Housing slowdown lands 'with a vengeance'
"Sydney Morning Herald" -- April 6, 2004 - 4:47PM
smh.com.au

The housing market slowdown has arrived "with a vengeance", Westpac chief executive David Morgan said today. But he said interest rates were still set to rise because of strong economic conditions in Australia and abroad.

"The long-awaited slowdown in housing has finally arrived, and with a vengeance," Dr Morgan told a Trans-Tasman Business Circle lunch.

"We have seen a 20 per cent decline in dwelling finance approvals over the last quarter, and we're getting a lot of anecdotal evidence around auction clearance rates."

He had a "high degree of confidence" the slowdown would be a "gradual adjustment rather than a hard landing".

But he expected all Australian banks, including Westpac, would show evidence of the cooling housing market in their next financial results.

"I think for all the banks you'll see that coming through at the time that they next report," he later told reporters.

"We closed our books for the first half just a couple of days ago and, as I say, those are industrywide trends that are well underway."

Westpac, National Australia Bank Ltd, ANZ Banking Group Ltd and St George Bank Ltd all report half-year results in the next month.

Dr Morgan said the slowdown appeared to be broadly based, but was likely to be more pronounced for property investors than owner-occupiers.

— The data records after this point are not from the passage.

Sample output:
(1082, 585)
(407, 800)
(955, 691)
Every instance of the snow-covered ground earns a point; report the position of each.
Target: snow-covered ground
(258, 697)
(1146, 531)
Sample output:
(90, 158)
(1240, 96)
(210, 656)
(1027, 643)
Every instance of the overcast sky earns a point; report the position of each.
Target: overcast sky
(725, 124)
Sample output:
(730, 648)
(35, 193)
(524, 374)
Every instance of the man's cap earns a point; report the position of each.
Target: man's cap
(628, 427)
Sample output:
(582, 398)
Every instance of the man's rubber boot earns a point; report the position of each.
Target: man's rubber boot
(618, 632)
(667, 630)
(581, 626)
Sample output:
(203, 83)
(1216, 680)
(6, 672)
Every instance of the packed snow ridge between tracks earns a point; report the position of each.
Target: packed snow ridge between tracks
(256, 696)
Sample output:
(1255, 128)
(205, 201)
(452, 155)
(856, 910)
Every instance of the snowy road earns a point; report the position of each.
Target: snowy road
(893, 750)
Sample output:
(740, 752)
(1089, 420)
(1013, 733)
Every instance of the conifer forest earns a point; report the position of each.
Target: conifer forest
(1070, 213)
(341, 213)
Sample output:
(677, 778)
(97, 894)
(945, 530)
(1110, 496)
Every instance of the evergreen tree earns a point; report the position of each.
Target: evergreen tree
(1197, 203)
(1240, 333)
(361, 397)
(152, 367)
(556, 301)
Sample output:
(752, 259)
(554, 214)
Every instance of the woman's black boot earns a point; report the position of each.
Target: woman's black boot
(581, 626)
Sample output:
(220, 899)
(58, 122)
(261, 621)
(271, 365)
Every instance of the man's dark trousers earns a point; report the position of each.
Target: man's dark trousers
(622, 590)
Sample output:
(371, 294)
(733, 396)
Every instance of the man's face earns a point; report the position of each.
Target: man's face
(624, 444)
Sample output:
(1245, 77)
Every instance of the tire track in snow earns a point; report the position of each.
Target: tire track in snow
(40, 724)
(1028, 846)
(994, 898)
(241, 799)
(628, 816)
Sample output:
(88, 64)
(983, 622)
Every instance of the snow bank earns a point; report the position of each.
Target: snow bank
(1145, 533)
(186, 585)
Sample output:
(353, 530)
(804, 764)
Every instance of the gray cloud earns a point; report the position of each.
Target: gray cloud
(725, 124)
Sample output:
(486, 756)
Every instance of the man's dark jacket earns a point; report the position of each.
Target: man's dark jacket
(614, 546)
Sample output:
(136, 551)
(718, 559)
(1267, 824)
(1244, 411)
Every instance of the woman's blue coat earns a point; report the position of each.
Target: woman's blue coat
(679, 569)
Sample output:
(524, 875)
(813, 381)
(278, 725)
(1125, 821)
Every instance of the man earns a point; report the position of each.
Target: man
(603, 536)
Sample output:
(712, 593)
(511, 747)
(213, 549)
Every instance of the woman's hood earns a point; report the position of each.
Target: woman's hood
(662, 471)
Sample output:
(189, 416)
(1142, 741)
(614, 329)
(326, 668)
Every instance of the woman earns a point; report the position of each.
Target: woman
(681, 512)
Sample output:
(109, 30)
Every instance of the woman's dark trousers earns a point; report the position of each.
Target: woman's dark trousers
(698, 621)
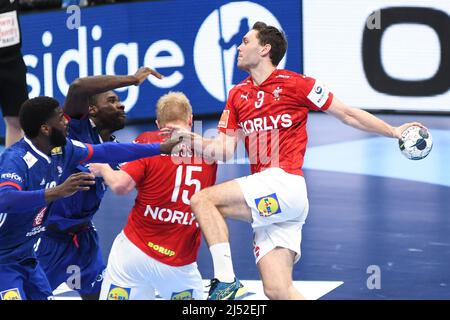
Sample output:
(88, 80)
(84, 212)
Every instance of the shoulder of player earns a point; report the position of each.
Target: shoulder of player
(148, 137)
(17, 154)
(241, 86)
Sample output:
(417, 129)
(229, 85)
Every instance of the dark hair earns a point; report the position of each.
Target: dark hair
(276, 38)
(35, 112)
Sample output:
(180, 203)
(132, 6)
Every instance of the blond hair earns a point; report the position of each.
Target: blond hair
(173, 107)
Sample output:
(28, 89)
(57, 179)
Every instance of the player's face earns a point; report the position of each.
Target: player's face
(249, 51)
(58, 129)
(110, 111)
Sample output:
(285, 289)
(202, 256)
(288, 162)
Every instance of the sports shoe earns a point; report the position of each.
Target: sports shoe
(226, 290)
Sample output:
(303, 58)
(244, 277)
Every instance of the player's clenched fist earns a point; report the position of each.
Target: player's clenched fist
(76, 182)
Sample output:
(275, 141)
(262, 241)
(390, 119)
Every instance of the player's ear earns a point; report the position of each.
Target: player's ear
(45, 129)
(265, 50)
(93, 110)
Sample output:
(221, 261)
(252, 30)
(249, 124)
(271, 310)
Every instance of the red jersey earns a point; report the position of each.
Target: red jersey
(161, 222)
(273, 116)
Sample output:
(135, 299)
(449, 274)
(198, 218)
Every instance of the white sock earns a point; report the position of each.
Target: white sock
(223, 266)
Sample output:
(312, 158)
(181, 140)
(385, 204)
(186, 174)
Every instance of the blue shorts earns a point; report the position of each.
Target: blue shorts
(75, 259)
(24, 280)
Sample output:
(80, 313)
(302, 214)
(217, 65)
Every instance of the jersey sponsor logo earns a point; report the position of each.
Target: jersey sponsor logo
(276, 93)
(318, 94)
(30, 160)
(56, 151)
(39, 217)
(118, 293)
(266, 123)
(283, 76)
(169, 215)
(2, 218)
(11, 176)
(11, 294)
(268, 205)
(223, 122)
(79, 144)
(161, 249)
(245, 96)
(35, 231)
(230, 23)
(183, 295)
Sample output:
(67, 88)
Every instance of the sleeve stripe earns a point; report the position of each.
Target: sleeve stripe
(90, 153)
(15, 185)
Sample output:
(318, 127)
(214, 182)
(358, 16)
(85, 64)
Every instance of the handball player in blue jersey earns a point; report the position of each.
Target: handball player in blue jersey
(34, 173)
(69, 250)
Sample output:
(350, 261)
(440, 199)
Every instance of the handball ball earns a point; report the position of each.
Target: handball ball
(415, 143)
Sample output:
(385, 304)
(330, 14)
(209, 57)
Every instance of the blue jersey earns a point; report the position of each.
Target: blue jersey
(24, 167)
(80, 207)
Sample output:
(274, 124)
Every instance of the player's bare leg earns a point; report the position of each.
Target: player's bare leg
(215, 203)
(275, 269)
(211, 206)
(13, 130)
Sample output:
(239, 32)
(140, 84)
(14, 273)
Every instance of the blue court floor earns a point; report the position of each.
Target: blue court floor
(371, 210)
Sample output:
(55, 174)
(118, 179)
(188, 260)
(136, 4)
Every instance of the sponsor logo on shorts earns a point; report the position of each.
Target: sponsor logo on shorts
(161, 249)
(183, 295)
(118, 293)
(268, 205)
(223, 122)
(10, 294)
(256, 250)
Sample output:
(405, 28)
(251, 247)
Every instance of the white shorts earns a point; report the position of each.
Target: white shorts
(133, 275)
(279, 204)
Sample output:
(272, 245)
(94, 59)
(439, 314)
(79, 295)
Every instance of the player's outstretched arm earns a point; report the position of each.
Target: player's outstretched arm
(365, 121)
(219, 148)
(76, 182)
(118, 181)
(13, 200)
(77, 101)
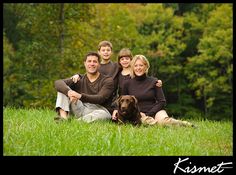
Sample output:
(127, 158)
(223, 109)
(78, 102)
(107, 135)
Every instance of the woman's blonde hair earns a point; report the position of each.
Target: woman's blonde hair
(143, 59)
(125, 52)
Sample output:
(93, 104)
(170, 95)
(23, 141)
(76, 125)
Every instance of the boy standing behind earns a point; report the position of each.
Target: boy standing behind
(107, 67)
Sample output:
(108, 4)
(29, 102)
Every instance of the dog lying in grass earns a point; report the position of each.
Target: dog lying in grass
(128, 111)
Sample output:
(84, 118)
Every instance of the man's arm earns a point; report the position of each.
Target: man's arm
(104, 93)
(63, 85)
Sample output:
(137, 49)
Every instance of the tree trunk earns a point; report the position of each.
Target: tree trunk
(61, 19)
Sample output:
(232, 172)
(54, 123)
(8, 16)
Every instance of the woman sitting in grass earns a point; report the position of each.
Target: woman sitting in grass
(151, 99)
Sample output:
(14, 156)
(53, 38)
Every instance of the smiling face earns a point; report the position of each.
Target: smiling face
(139, 68)
(92, 64)
(105, 52)
(125, 62)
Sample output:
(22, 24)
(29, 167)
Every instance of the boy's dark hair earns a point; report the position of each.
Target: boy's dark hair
(104, 43)
(92, 53)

As well, he said there was evidence of sharper pricing adjustments in property hotspots, such as inner Melbourne and Sydney.

Nevertheless, Dr Morgan told the lunch further interest rate rises were likely down the track, even though most economists expect the Reserve Bank of Australia will keep the official rate unchanged after its monthly meeting today.

He said the world economy was enjoying its highest "synchronised output" in at least five years.

"That's feeding into a very robust domestic economy, unemployment close to 20-year lows, non-tradeable goods inflation relatively high, official interest rates at the lower end of the neutral zone," he said.

"My best guess is, putting all that in the hopper, that we haven't seen the end of this round of tightening yet.

"We will see one more notch before that's through."

Dr Morgan would not comment specifically on the NAB currency trading scandal that generated $360 million in pre-tax losses and led to the departure of many top-level staff.

However, he said: "I am confident that had something like that occurred at Westpac it would have come to light very early".

"No bank, certainly not ours and no bank in the world, can avoid errors and can avoid fraud. The greatest protection is to have an open culture."

Westpac shares rose eight cents to $17.68.